The same constraint showed up in Anthropic’s reported compute lease from SpaceX. Seth Fiegerman described the arrangement as unusual because Elon Musk has criticized Anthropic and xAI competes with it. The reason it still makes sense, in Bloomberg’s account, is immediate capacity. SpaceX’s Colossus 1 data center exists now. Anthropic needs compute now. On-screen notes said the deal gives Anthropic access to more than 300 megawatts of compute power and helps it raise product usage limits. That is smaller than the multi-gigawatt facilities being discussed elsewhere, but the point is availability, not theoretical scale.

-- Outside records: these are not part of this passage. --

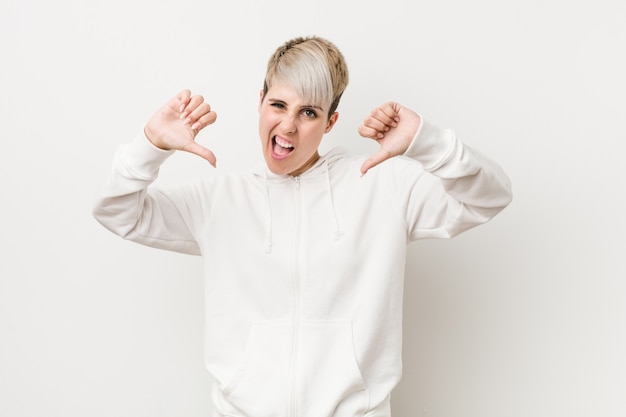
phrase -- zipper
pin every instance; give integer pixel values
(293, 373)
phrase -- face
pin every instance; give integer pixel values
(291, 130)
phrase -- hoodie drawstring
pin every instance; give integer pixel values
(337, 233)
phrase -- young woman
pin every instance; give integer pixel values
(304, 255)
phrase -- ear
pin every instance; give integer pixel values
(260, 99)
(331, 122)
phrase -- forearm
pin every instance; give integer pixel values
(473, 187)
(127, 206)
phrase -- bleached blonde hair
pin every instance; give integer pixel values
(313, 66)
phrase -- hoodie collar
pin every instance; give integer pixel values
(322, 167)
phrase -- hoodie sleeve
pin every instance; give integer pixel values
(128, 207)
(458, 188)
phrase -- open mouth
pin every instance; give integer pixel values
(281, 147)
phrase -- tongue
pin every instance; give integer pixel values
(279, 150)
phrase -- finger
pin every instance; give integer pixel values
(380, 156)
(192, 104)
(390, 110)
(204, 121)
(182, 99)
(368, 132)
(385, 115)
(200, 111)
(201, 151)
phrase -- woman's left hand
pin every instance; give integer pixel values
(393, 127)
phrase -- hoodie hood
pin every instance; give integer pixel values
(322, 167)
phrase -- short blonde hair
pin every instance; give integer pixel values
(312, 65)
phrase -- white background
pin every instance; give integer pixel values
(522, 317)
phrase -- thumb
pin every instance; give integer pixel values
(375, 159)
(196, 149)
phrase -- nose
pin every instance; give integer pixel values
(289, 124)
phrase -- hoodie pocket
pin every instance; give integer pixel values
(311, 370)
(330, 380)
(259, 385)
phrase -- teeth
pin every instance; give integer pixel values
(283, 143)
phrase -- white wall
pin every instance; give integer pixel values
(524, 316)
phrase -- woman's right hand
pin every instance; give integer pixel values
(176, 125)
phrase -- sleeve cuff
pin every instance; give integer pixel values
(142, 157)
(431, 145)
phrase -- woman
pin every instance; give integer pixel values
(304, 255)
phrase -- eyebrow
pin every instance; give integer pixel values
(313, 106)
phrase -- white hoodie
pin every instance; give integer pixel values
(304, 276)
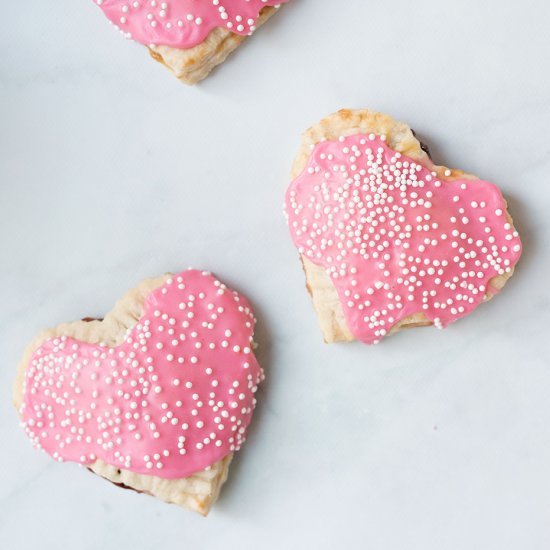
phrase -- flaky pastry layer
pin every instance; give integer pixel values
(400, 138)
(197, 492)
(194, 64)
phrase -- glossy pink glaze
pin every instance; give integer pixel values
(173, 398)
(182, 23)
(394, 238)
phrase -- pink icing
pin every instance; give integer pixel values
(396, 239)
(182, 23)
(173, 398)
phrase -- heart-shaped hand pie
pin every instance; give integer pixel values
(388, 239)
(156, 396)
(189, 37)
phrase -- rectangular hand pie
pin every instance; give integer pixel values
(189, 37)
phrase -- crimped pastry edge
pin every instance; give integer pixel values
(194, 64)
(197, 492)
(401, 138)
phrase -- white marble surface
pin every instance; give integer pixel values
(112, 171)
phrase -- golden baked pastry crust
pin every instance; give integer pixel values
(194, 64)
(401, 138)
(197, 492)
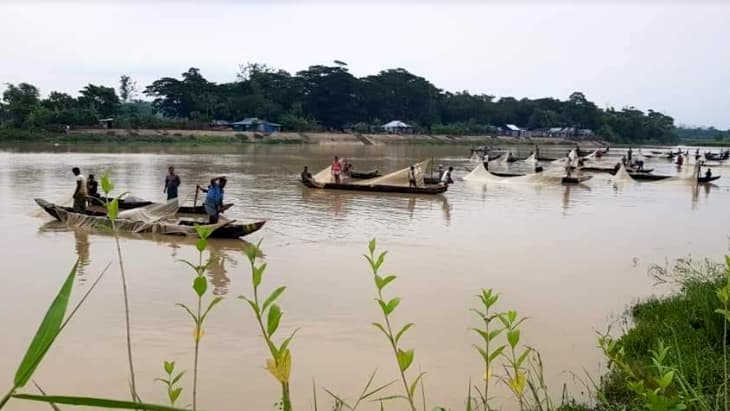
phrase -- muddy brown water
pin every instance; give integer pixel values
(570, 258)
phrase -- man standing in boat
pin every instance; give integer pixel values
(336, 169)
(214, 198)
(172, 182)
(80, 191)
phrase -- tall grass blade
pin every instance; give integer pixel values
(96, 402)
(47, 331)
(54, 406)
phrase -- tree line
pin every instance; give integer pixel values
(321, 98)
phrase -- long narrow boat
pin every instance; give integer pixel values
(704, 180)
(361, 175)
(379, 188)
(98, 207)
(185, 227)
(564, 180)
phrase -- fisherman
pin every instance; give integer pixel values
(446, 177)
(92, 189)
(306, 175)
(172, 182)
(214, 198)
(412, 177)
(336, 170)
(80, 192)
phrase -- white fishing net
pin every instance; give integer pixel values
(400, 177)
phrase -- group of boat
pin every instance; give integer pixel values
(148, 217)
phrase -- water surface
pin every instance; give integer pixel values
(570, 258)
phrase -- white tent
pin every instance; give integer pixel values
(395, 126)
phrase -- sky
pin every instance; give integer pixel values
(667, 56)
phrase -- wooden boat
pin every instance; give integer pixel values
(704, 180)
(575, 180)
(178, 227)
(378, 188)
(647, 177)
(361, 175)
(129, 205)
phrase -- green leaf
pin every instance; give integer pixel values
(381, 259)
(405, 359)
(496, 353)
(177, 378)
(169, 366)
(47, 331)
(481, 351)
(513, 337)
(185, 307)
(272, 320)
(285, 344)
(392, 304)
(96, 402)
(200, 284)
(203, 232)
(212, 304)
(106, 183)
(257, 274)
(381, 282)
(271, 298)
(201, 244)
(402, 331)
(523, 357)
(252, 303)
(666, 379)
(174, 394)
(381, 328)
(112, 209)
(414, 384)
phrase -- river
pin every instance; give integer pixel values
(572, 259)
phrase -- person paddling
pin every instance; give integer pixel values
(214, 198)
(172, 182)
(80, 192)
(336, 169)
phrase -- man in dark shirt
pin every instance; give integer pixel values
(172, 182)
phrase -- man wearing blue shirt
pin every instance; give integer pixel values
(214, 198)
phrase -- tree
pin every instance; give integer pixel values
(19, 103)
(127, 88)
(103, 100)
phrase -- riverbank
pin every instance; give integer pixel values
(129, 136)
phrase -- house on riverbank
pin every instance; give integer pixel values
(254, 124)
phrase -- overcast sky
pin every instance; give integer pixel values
(668, 57)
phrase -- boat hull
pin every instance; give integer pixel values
(377, 188)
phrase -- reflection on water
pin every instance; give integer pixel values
(569, 257)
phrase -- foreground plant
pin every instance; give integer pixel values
(489, 334)
(173, 392)
(279, 365)
(200, 286)
(112, 209)
(404, 357)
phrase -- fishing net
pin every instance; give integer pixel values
(154, 218)
(400, 177)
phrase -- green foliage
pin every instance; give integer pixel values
(47, 332)
(96, 402)
(279, 365)
(404, 357)
(171, 381)
(324, 97)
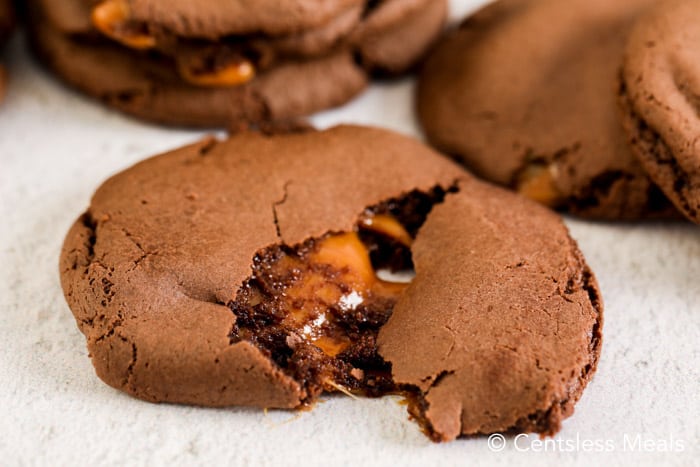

CoreWeave’s position fit the same pattern. Bloomberg’s Dina Bass said the demand signal for AI compute remains strong across hyperscalers and AI companies, and CoreWeave has been adding customers such as Anthropic, Meta, and Jane Street. But the investor question has shifted toward financing and expansion: how the company pays to acquire, build, and develop enough capacity, and whether it can diversify beyond concentrated early customers while moving up the services stack.
The useful synthesis is that if agents become labor, compute becomes payroll infrastructure. A digital worker still needs chips, racks, power, memory, networking, cloud contracts, and capital expenditure. If a company wants agents to run continuously across email, code, spreadsheets, data warehouses, browsers, internal systems, and customer workflows, then the “labor” metaphor quickly becomes an infrastructure claim.
That does not settle which providers win. Arm is making a CPU-orchestration argument. SpaceX is monetizing available capacity. Anthropic is buying access where it can get it. CoreWeave is trying to finance growth and diversify customers. But the sources agree on the broad shape: applied AI’s bottlenecks are moving from model possibility toward system capacity.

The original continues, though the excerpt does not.